The Federal Court of Australia when it initially rejected the argument of the Fair Work Ombudsman found that the sham contracting provisions of the Act had not been breached because the arrangements had been made through the services of a third party (an independent labour hire firm) and not directly between Quest South Perth Holdings Pty Ltd and the two housekeepers. However this finding was rejected by the High Court of Australia and the fact that the arrangement was conducted through the services of the labour hire firm did not mean that the sham contracting provisions of the Act had been circumvented and not breached. Indeed the High Court of Australia went on to say that the misrepresentation by Quest South Perth Holdings Pty Ltd was exactly the type of activity which was intended to be caught by Section 357 of the Act.
The High Court of Australia referred the matter back to the Federal Court of Australia for it to impose appropriate penalties. The Federal Court of Australia has recently dealt with the issue of penalty and imposed a fine of $59,000 against the company for breaching the sham contracting provisions of the Act.
This case highlights the difficulties faced by those who engage the services of workers and those workers themselves in determining whether a particular relationship is one of employer and employee or, alternatively, one of principal and contractor. This distinction can have significant financial and other consequences for all involved. The Courts have developed a series of key indicators to assist in determining whether a particular relationship is one of employer and employee or, alternatively, one of principal and contractor. None of these indicators is alone determined in a true and ultimately it is for the Court to decide based on all of the evidence before it.
Perhaps the more significant feature of this decision is that it highlights that the sham contracting provisions of the Actcannot be avoided by utilising a labour hire firm through which to engage the worker.

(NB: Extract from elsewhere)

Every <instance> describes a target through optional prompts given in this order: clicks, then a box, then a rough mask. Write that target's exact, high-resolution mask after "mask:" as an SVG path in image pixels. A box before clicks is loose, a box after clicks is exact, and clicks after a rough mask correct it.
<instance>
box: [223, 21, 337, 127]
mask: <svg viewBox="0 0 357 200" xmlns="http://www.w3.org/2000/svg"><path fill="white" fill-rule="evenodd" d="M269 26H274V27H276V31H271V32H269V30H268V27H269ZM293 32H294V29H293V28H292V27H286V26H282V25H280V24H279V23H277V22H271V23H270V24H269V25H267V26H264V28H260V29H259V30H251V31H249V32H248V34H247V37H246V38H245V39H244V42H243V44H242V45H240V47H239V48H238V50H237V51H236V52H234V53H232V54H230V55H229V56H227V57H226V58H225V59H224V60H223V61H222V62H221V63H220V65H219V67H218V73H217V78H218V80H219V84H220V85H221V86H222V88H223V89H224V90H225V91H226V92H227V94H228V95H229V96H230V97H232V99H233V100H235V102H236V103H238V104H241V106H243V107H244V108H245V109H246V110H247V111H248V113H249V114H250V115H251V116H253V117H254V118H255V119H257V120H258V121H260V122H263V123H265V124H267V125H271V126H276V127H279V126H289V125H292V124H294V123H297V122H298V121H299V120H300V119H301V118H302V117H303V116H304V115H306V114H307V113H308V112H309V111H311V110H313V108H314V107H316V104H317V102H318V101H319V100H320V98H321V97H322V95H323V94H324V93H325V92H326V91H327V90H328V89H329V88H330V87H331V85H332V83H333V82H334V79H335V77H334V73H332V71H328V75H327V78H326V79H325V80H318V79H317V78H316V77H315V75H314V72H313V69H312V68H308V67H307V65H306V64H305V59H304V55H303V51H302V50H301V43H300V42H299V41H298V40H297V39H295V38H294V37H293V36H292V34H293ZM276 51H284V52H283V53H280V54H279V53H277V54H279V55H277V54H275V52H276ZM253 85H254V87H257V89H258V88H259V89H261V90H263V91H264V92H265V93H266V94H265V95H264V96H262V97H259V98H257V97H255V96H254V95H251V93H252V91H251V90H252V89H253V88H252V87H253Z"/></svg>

In order to minimise the risk of being caught in a sham contracting situation, employers should:
- ensure that the relationship with their workers is what they have assumed them to be. If in doubt, they should seek competent legal advice;
- ensure that they do not misrepresent the nature of relationship to workers otherwise they will face prosecution and potentially significant penalties, for breaching the Act;
- if engaging workers through a third party such as a labour hire firm, continually examine the relationship and implement risk management strategies. If an employment relationship is later found to exist instead of one of contractor, the employer can be liable for significant back payment of entitlements in addition to any penalties that may be imposed for breaching the Act.